A TEENAGER whose lung collapsed while jogging will run 10 miles for the charity that helped his late sister.

When Jago Hartland crosses the finish line of this year’s Morrisons Great South Run, the first thing on his mind will be his family’s battle with cystic fibrosis.

Jago, 17, is one of four siblings born with the disease. His older sister Poppy and brother Tadd are very ill and need regular medical attention and the condition claimed the life of another sister Millie who died aged eight before Jago was born.

During her short life, Millie was supported by the charity Starlight Foundation which makes the dreams of children with life-limiting conditions come true.

Jago, from Cirencester, will be among the 25,000 runners to take on the event on Sunday, October 25, which is marking its 25th year in Portsmouth.

“We have been told we have a mutant gene. We have been very unlucky," said Jago.

“If you have two parents with the same cystic fibrosis gene the chances are that one in four of your children will have it - we are just very unlucky.

“I have only just told my manager at work that I have cystic fibrosis. He was shocked because I do keep in good physical condition so I'm able to do these things.

“But I have physio for an hour every day and I carry an inhaler all the time. I spend 10 minutes using my inhaler to break down the mucous in my chest.

“I also do a lot of stretching. With cystic fibrosis it affects everyone differently, with me it’s my lungs more than anything.

When Jago was born he spent four months in hospital with a collapsed lung, a problem that he has had to deal with twice since.

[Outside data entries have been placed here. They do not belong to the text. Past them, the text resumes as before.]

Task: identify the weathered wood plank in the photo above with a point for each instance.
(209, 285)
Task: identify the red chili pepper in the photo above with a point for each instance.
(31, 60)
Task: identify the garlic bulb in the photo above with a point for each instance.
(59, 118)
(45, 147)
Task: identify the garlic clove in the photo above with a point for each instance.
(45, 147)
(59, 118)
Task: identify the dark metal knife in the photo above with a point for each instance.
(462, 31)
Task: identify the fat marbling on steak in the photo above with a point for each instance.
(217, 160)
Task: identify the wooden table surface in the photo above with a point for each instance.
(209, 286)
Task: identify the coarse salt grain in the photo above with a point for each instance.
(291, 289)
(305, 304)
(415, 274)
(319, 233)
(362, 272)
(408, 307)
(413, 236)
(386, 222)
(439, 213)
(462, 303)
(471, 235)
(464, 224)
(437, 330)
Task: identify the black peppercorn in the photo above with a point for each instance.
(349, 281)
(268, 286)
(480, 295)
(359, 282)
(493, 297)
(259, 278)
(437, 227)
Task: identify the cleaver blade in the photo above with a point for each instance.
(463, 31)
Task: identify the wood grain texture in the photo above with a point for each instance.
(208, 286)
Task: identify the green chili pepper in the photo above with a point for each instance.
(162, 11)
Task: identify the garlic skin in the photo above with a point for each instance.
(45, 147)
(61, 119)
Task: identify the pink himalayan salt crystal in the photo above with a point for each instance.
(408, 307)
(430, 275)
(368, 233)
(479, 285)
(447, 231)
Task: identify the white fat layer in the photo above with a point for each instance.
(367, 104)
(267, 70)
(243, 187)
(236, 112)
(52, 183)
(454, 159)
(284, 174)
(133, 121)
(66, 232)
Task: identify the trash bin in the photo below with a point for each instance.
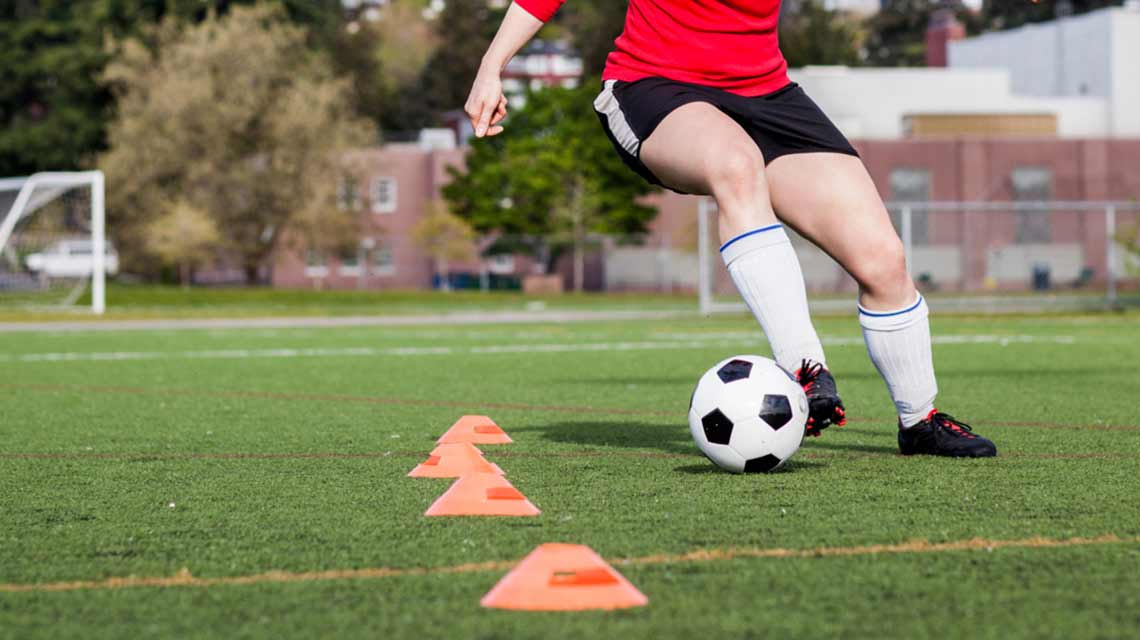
(1041, 276)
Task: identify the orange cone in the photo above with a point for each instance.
(482, 494)
(563, 577)
(452, 461)
(477, 430)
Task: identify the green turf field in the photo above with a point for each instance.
(265, 470)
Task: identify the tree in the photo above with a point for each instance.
(594, 25)
(54, 107)
(813, 34)
(385, 61)
(896, 34)
(184, 237)
(551, 177)
(51, 104)
(446, 239)
(236, 118)
(464, 30)
(1003, 14)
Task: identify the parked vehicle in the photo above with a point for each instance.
(71, 258)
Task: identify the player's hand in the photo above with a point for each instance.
(487, 105)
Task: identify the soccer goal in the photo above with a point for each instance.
(53, 242)
(1024, 256)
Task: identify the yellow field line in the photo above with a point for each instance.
(185, 578)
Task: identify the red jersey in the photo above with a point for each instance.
(729, 45)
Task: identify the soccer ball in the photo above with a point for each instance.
(748, 414)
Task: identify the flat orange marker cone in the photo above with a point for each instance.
(452, 461)
(477, 430)
(482, 494)
(563, 577)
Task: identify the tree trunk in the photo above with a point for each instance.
(579, 239)
(579, 262)
(445, 282)
(251, 273)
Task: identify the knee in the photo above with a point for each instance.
(882, 270)
(735, 172)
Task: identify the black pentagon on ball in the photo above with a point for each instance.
(762, 464)
(717, 427)
(775, 411)
(734, 370)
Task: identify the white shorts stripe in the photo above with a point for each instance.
(607, 104)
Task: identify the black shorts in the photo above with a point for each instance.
(782, 122)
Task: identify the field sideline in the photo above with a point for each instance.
(251, 483)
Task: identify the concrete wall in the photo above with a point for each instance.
(874, 103)
(1091, 55)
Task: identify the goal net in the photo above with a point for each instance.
(53, 246)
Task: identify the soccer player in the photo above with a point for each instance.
(695, 97)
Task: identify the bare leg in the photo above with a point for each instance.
(830, 200)
(699, 150)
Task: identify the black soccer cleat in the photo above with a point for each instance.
(942, 435)
(824, 407)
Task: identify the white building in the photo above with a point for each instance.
(1092, 55)
(1081, 75)
(882, 103)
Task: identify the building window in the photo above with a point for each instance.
(348, 194)
(501, 264)
(316, 264)
(383, 195)
(1033, 184)
(912, 185)
(383, 261)
(350, 261)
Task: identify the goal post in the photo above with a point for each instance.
(71, 243)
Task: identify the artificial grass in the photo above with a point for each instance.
(296, 462)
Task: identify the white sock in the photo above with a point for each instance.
(764, 267)
(898, 343)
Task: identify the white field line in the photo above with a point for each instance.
(540, 348)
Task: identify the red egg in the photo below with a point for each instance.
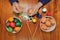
(12, 24)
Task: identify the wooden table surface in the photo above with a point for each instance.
(24, 34)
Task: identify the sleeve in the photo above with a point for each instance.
(44, 1)
(12, 1)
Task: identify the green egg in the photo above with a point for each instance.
(16, 20)
(10, 29)
(18, 24)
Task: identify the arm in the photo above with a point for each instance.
(37, 6)
(44, 1)
(12, 1)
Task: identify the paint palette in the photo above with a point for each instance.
(13, 25)
(47, 24)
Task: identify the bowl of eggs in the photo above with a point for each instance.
(47, 24)
(13, 25)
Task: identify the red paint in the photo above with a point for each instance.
(12, 24)
(49, 14)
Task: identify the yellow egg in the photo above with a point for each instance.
(34, 20)
(11, 19)
(17, 29)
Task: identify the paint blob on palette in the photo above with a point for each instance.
(13, 25)
(47, 24)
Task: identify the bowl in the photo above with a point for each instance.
(47, 24)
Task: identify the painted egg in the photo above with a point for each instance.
(43, 26)
(48, 23)
(44, 10)
(34, 20)
(48, 14)
(17, 29)
(43, 20)
(12, 24)
(11, 19)
(18, 24)
(16, 20)
(39, 16)
(10, 29)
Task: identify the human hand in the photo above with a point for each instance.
(16, 8)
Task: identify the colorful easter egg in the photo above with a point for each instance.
(10, 29)
(34, 20)
(17, 29)
(39, 15)
(16, 20)
(18, 24)
(44, 10)
(11, 19)
(48, 14)
(12, 24)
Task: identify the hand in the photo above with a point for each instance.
(31, 11)
(16, 8)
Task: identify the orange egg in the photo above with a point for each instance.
(11, 19)
(17, 29)
(48, 23)
(44, 27)
(43, 20)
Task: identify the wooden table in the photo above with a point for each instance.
(24, 34)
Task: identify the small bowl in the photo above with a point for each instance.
(13, 30)
(51, 28)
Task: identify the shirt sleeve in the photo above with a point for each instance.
(12, 1)
(44, 1)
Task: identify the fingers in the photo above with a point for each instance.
(16, 8)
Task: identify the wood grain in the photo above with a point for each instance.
(24, 34)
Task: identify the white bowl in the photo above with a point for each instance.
(51, 28)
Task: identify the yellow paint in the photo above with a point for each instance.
(17, 29)
(11, 19)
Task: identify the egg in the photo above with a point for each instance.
(39, 15)
(11, 19)
(16, 20)
(12, 24)
(48, 14)
(48, 23)
(43, 26)
(10, 29)
(18, 24)
(34, 20)
(44, 10)
(43, 20)
(17, 29)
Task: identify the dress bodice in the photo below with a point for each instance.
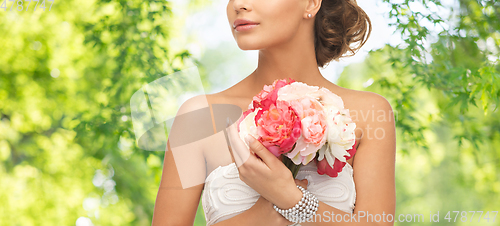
(226, 196)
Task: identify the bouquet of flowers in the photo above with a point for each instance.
(300, 123)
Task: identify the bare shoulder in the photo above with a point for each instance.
(194, 103)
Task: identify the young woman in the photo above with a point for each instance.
(294, 38)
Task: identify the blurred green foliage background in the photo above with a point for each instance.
(67, 144)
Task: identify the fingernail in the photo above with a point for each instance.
(248, 138)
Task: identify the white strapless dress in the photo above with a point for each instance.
(225, 195)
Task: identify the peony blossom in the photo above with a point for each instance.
(278, 128)
(325, 168)
(314, 128)
(340, 136)
(269, 94)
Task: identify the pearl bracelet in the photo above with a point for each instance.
(302, 211)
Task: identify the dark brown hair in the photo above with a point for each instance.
(341, 27)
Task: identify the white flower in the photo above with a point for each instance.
(340, 138)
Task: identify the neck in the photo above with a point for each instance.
(294, 59)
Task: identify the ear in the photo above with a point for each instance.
(312, 7)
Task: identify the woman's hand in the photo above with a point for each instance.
(267, 174)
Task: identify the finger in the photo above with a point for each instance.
(260, 150)
(239, 150)
(301, 183)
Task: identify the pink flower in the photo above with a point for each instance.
(269, 94)
(278, 127)
(314, 128)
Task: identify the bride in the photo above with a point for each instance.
(294, 38)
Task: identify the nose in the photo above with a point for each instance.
(240, 5)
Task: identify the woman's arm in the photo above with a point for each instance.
(184, 166)
(175, 205)
(374, 171)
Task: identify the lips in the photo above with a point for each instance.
(240, 22)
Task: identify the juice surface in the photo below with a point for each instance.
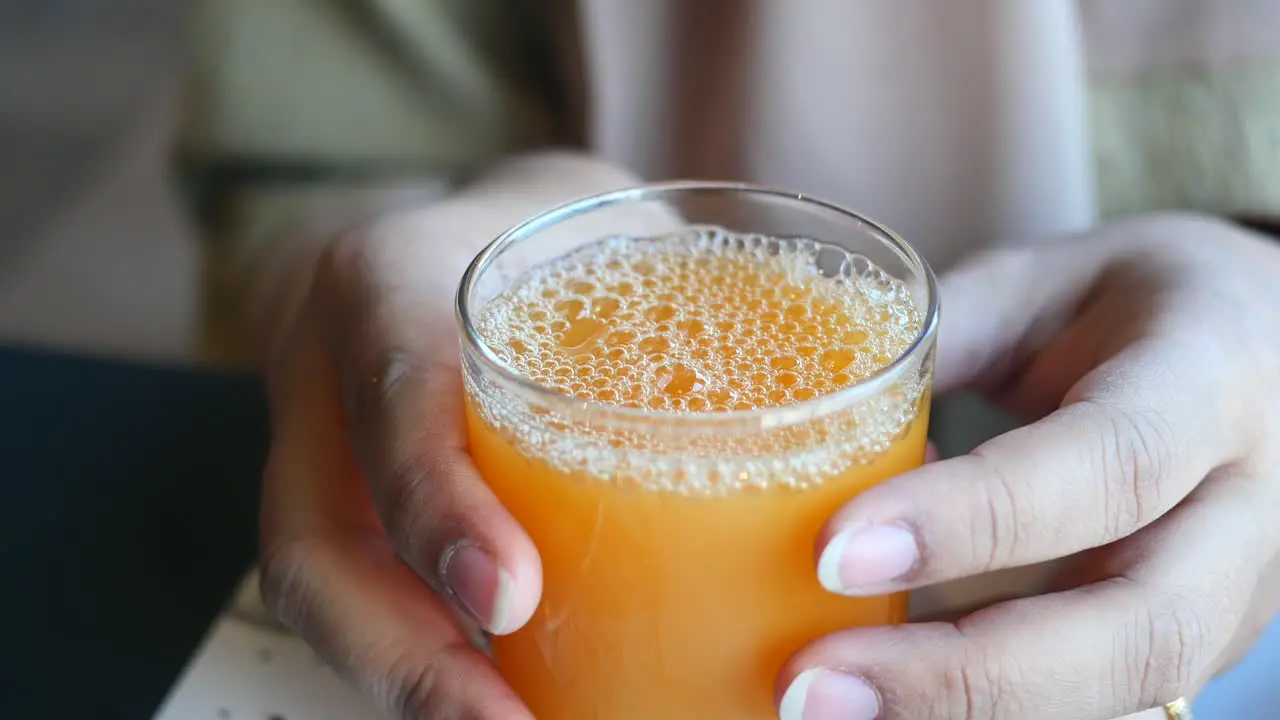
(679, 574)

“The second time was when I was 14, I was doing a running challenge and I pushed myself too hard. I got really wheezy and felt a sharp pain in my chest which at first felt like an asthma attack.

“My brother and sister are in a worse condition than me at the moment. My brother is on a number of antibiotics and has pancreatic problems which I don’t suffer as much from.”

Jago is completing his Duke of Edinburgh award and later this year will visit Vietnam and Cambodia as part of a world challenge programme.

“I'm going for runs five times a week and now that I've finished my exams I’m going to start running further distances.

“I have to keep on top of it. If I leave my training for just one week it’s the equivalent of a person without cystic fibrosis not training for a month.”